Ces congés peuvent être pris par un salarié afin de s’occuper d’un proche qui présente un handicap ou une perte d’autonomie. Les « proches » concernés doivent être :

  • le conjoint, le concubin ou le partenaire lié par un PACS

  • un ascendant ou un descendant

  • un enfant dont il assume la charge

  • un collatéral jusqu’au 4ème degré

  • un ascendant, un descendant ou un collatéral jusqu’au 4ème degré du conjoint, concubin ou partenaire lié par un PACS

  • une personne âgée ou handicapée avec laquelle il réside ou avec laquelle il entretien des liens étroits et stables, à qui il vient en aide de manière régulière et fréquente, à titre non professionnel, pour accomplir tout ou partie des actes ou des activités de la vie quotidienne.

L’employeur ne peut s’opposer à la prise de ce congé si les conditions d’accès sont remplies.

À défaut d’accord collectif, la durée du congé ne peut excéder trois mois renouvelables dans la limite d’un an pour l’ensemble de la carrière. Il est fractionnable, il faudra toutefois l’accord de l’employeur.
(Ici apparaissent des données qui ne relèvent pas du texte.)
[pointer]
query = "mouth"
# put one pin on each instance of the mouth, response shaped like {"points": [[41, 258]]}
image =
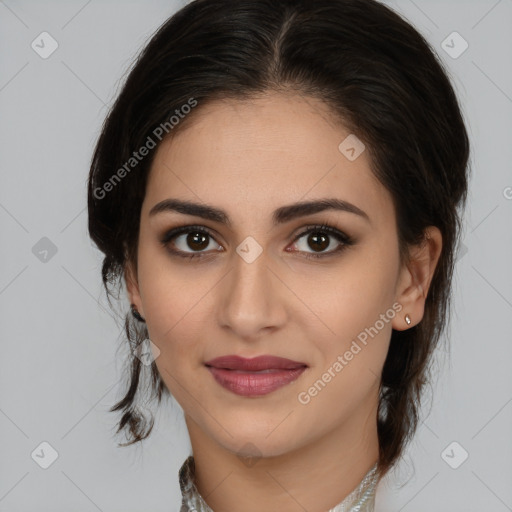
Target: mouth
{"points": [[254, 377]]}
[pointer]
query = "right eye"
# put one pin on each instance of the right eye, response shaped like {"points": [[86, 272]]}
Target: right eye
{"points": [[195, 238]]}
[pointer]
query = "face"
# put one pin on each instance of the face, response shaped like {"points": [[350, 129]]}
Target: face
{"points": [[251, 282]]}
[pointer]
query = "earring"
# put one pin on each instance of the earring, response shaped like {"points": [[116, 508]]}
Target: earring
{"points": [[136, 314]]}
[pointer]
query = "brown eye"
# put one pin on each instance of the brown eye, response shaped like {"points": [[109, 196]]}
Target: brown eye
{"points": [[317, 239], [318, 242], [188, 241], [197, 241]]}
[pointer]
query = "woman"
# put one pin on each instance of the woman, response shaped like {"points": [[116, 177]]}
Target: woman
{"points": [[279, 185]]}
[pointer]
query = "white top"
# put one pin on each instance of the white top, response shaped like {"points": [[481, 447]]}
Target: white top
{"points": [[361, 499]]}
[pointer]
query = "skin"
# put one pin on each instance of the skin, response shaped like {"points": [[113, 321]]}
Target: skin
{"points": [[249, 158]]}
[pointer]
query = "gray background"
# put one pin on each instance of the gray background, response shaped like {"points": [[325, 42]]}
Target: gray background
{"points": [[61, 368]]}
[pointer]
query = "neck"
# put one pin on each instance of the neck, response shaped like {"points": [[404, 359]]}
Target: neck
{"points": [[314, 477]]}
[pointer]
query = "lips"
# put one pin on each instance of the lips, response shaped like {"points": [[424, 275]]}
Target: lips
{"points": [[255, 364], [254, 377]]}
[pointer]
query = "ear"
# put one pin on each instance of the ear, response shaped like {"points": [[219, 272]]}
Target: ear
{"points": [[415, 278], [132, 287]]}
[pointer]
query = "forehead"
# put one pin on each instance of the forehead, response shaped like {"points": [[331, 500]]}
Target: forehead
{"points": [[263, 153]]}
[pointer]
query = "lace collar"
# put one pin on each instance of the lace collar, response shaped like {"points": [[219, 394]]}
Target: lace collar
{"points": [[361, 499]]}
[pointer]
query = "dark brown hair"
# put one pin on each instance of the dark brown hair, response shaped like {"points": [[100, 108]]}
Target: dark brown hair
{"points": [[380, 79]]}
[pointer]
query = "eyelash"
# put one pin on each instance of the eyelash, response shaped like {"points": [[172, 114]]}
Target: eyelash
{"points": [[318, 228]]}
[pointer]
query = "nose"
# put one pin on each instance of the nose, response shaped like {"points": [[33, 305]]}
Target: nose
{"points": [[252, 298]]}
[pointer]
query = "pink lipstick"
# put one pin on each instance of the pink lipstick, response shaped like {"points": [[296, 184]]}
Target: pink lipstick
{"points": [[257, 376]]}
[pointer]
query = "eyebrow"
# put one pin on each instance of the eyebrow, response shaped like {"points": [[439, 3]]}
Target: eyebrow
{"points": [[280, 215]]}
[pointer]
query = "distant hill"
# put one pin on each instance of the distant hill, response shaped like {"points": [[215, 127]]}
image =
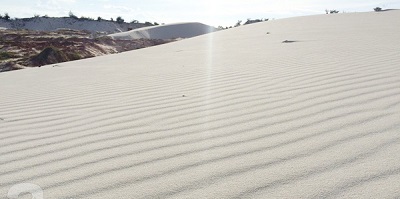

Pendant le congé, le salarié ne reçoit pas de rémunération de la part de l’employeur. En revanche, le salarié peut recevoir une allocation journalière de la part de l’organisme débiteur des prestations familiales qui vient d’être définie dans un décret du 2 octobre. L’allocation s’élève à :

  • 13,467% de la base mensuelle de calcul des allocations familiales, soit après prélèvement 52,08 euros pour une personne isolée.

  • 11,335% de la base mensuelle de calcul des allocations familiales, soit après prélèvement 43,83 euros pour une personne en couple.